Director for hire Lasse Hallström shoots most of the romance with a melancholy, even lugubrious softness, but it's so aching-to-be-romantic that it's not passionate enough as "The Notebook." Fine performances, but know this, dear reader: "Dear John" isn't anything to write home about.


Remember Me (2010)
112 min., rated PG-13.
Grade: B 

Veteran TV director Allen Coulter and tyro screenwriter Paul Fetters take the road of good intentions for turning historical 9/11 tragedy into something you'll never forget, especially when you're in love. No, "Remember Me" isn't based on Nicholas Sparks corn. In fact it's pretty dour, but it's just that kind of story. 

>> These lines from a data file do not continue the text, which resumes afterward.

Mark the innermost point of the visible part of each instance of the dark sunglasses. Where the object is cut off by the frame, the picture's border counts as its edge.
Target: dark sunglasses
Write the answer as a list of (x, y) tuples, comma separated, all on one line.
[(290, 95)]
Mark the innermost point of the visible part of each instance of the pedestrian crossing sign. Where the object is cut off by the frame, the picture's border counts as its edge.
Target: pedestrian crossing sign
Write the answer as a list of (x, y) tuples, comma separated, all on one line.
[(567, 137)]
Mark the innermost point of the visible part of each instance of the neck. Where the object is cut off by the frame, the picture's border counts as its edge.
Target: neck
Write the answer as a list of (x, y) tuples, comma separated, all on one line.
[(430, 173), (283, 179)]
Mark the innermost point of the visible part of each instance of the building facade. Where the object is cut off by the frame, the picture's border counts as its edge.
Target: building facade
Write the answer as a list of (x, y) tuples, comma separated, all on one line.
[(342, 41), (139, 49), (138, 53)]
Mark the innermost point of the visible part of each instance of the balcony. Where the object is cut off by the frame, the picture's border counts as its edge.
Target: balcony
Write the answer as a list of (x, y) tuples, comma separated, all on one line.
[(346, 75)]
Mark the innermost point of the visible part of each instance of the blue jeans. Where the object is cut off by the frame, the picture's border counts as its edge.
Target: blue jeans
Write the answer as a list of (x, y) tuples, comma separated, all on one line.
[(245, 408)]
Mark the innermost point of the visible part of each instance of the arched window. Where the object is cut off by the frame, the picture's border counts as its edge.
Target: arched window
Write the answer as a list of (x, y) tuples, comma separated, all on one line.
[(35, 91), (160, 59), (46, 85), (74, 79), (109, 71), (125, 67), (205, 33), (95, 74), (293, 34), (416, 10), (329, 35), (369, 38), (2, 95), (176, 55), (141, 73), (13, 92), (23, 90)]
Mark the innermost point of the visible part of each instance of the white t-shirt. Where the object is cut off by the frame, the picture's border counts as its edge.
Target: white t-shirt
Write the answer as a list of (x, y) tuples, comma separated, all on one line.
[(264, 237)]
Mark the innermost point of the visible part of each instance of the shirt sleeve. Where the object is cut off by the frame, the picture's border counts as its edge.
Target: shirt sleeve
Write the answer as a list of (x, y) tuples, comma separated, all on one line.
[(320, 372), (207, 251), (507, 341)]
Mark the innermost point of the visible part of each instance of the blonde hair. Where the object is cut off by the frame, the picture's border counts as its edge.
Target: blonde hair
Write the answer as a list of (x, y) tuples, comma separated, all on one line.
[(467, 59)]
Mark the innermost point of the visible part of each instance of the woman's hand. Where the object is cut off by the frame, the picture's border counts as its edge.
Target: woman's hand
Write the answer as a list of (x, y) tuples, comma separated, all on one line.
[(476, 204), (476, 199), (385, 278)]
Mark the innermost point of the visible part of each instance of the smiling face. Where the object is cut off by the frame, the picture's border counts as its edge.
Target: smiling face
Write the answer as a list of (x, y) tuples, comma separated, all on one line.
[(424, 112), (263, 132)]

Still sporting the vampire look and brooding, but no body sparkle, a hasn't-showered-in-days-looking Robert Pattinson plays Tyler, an angst-ridden and lost NYC student whose diet consists of beer and cigarettes, has a bad relationship with his suit father (Pierce Brosnan), and is still sad from the suicidal death of his brother. As one of his friends jokes, “I've had enough of this brooding introvert shit.” Then he meets a young woman named Ally (Emilie de Ravin) who has experienced a tragedy of her own, but she's also the daughter of a cop (Chris Cooper) Tyler got punched out by and jailed for a night. 

This bittersweet, affecting capital M-melodrama emotionally invests us in Tyler and Ally, and their relationship, helped by Pattinson and de Ravin striking up sexy, palpable chemistry. Pattinson gives a more magnetic performance here than he does in the "Twilight" movies (sorry, Team Edward), and Ravin is spunky and appealing. There are also touching moments featuring wonderful young Ruby Jerins as Tyler's precocious sister, Caroline, who's shunned at her prestigious school. Points of the story come off coincidental and contrived, however, the engaging actors help overcome it. And that tragic, surprising conclusion, which could've felt calculated and gross, packs an emotional punch.